Artículo I. En todo caso, la educación que se imparta en los centros docentes públicos será respetuosa con los valores de la ética [moral] cristiana [cristiana católica]…

Artículo II. Los planes educativos en los niveles de Educación Preescolar, de Educación General Básica (EGB) y de Bachillerato Unificado Polivalente (BUP) y Grados de Formación Profesional correspondientes a los alumnos de las mismas edades, incluirán la enseñanza de la religión católica en todos los Centros de Educación, en condiciones equiparables a las demás disciplinas fundamentales…

Artículo III. En los niveles educativos a los que se refiere el artículo anterior, la enseñanza religiosa será impartida por las personas que, para cada año escolar, sean designadas por la autoridad académica entre aquellas que el Ordinario diocesano proponga para ejercer esta enseñanza…

Artículo IV. La enseñanza de la doctrina católica y su pedagogía en las Escuelas Universitarias de Formación del Profesorado, en condiciones equiparables a las demás disciplinas fundamentales, tendrá carácter voluntario para los alumnos…

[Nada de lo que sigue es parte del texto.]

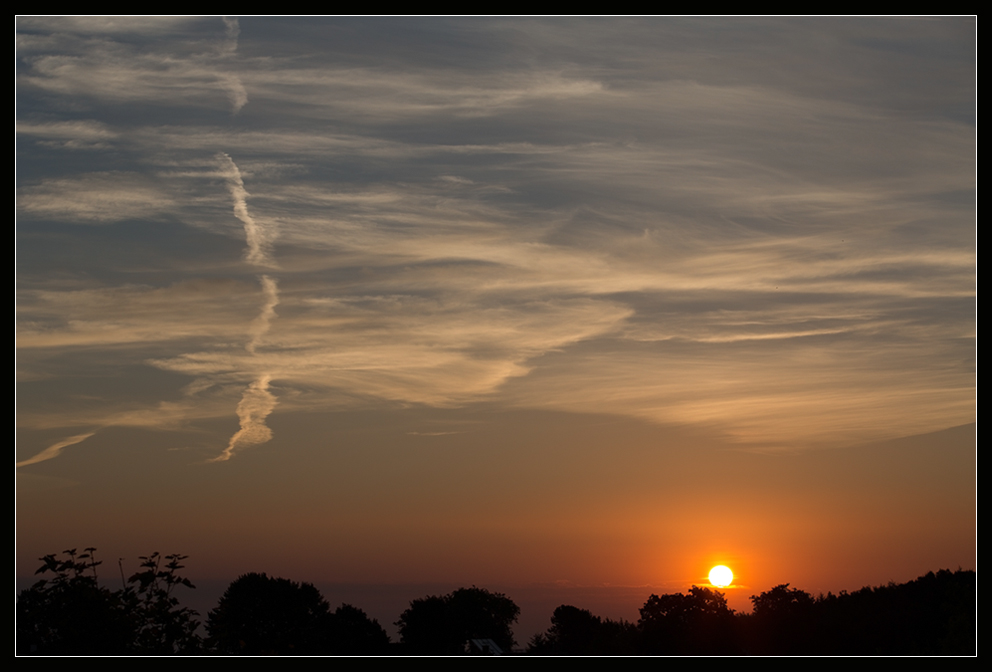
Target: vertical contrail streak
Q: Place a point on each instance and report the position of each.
(257, 401)
(256, 236)
(260, 325)
(255, 406)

Artículo VII. La situación económica de los profesores de religión católica, en los distintos niveles educativos, que no pertenezcan a los Cuerpos Docentes del Estado, se concertará entre la Administración Central y la Conferencia Episcopal Española…

Pero si son contrarios a la Constitución, ¿por qué el TC no ha entrado al fondo de la inconstitucionalidad? El art.95 CE es muy clarito al respecto, pero aún no tiene jurisprudencia porque las denuncias de inconstitucionalidad que llegan al TC o son inadmitidas, o son desestimadas. No interesa. ¿También está este asunto en el pacto constitucional?

¿Religión ‘confesional’ en la Escuela? Ni una ni ninguna

El libre desarrollo de la personalidad se fundamenta en la dignidad innata que al ser humano le atribuye su conciencia. La conciencia no deja de ser la expresión más elevada de la dignidad humana, del hombre en cuanto persona, un ser dotado de razón, con su propia unicidad e irrepetibilidad, y llama particularmente la atención que todos los ordenamientos jurídicos que reconocen la dignidad de la persona, contemplen también la atribución del derecho a la libertad de conciencia.” Belén Salanova Sánchez (2016).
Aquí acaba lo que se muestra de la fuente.